The fact that graphene can act as a non-bleachable, broadband energy acceptor that does not require additional labeling of biomolecules, has made graphene-on-glass coverslips an emerging tool for single-molecule biophysics, biosensing and super-resolution microscopy.6–11 We demonstrated, for example, that the integration of the 2D localization of pMINFLUX with the axial information of graphene energy transfer and the single-molecule switching by DNA-PAINT results in 3D super-resolution with <2 nm localization precision in all three dimensions with axial precision reaching below 0.3 nm.12 In this context, it was an important step to be able to place single quantum emitters such as single fluorescent dye molecules at a defined distance from graphene. This was enabled by DNA origami nanopositioners, that is, DNA nanostructures that were placed with a defined orientation on graphene controlled by specifically integrated pyrene moieties and base stacking.13 More recently, the discovery of the vertical orientation of dsDNA on graphene has added a further level of outstanding control for placing objects on graphene to study DNA–protein complexes with high spatial and temporal resolution.9 Mastering the surface chemistry at the graphene–water interface also enabled precise studies of the distance dependence of the energy transfer from a dye molecule to graphene.7,13

From a fundamental point of view, the near-field interactions between an emitter and a purely two-dimensional material rely on the nonradiative energy transfer from an excited dye molecule to graphene.14–17 The model based on dipole–dipole interaction, initially introduced by Swathi et al.,16,17 has been experimentally confirmed, including precise determination of the d0 value corresponding to 50% energy transfer to graphene.13,18,19 GET exhibits a distance-dependence according to a d−4 scaling law with a characteristic distance of 50% energy transfer around 18 nm yielding a working range up to 35 nm.
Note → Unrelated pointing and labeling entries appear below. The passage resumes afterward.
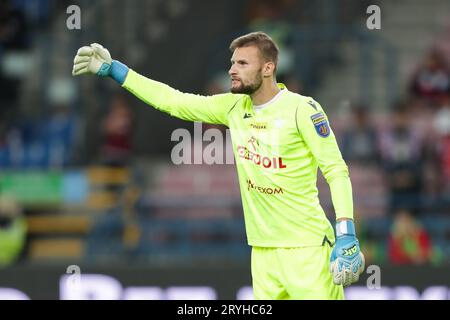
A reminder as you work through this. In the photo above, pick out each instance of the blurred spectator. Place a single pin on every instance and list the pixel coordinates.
(441, 125)
(409, 243)
(117, 133)
(13, 27)
(13, 42)
(61, 133)
(12, 231)
(359, 142)
(432, 81)
(401, 148)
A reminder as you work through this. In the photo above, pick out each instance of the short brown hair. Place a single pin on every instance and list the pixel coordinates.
(262, 41)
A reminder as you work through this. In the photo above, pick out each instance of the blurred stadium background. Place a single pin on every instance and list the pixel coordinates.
(86, 177)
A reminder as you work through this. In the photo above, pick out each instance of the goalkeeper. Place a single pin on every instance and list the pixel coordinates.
(280, 138)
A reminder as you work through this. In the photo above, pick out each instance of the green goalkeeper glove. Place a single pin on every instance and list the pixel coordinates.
(95, 59)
Nevertheless, to the best of our knowledge, there is no theoretical expression of the energy transfer rate which takes into account how GET might be affected by the number of graphene layers. Brus and coworkers presented a model of a quenching factor for few-layer graphene; however, it did not quantitatively agree with the experimental data, and was inconsistent for multilayer graphene with more than three layers.14

Graphene has a metal-like nature, whereas bilayer graphene possesses semiconductor behavior with a modifiable bandgap,20 and in the case of three layers the complexity further escalates.21,22 Raja et al. reported that the most impactful in terms of changes in the rate of the energy transfer is a dielectric function at the wavelength of the emitting dipole.15 They investigated graphene as the energy acceptor with quantum dots (QD) as the energy donor. Comparing graphene layers of different thicknesses (monolayer, bilayer, and bulk with 12 layers), they concluded that as the thickness increases from monolayer to bulk, the decay rate also increases. This indicates that the non-radiative energy transfer has the most significant impact, while the effect of the screening of the electric field which would reduce the energy transfer rate constant is of minor influence.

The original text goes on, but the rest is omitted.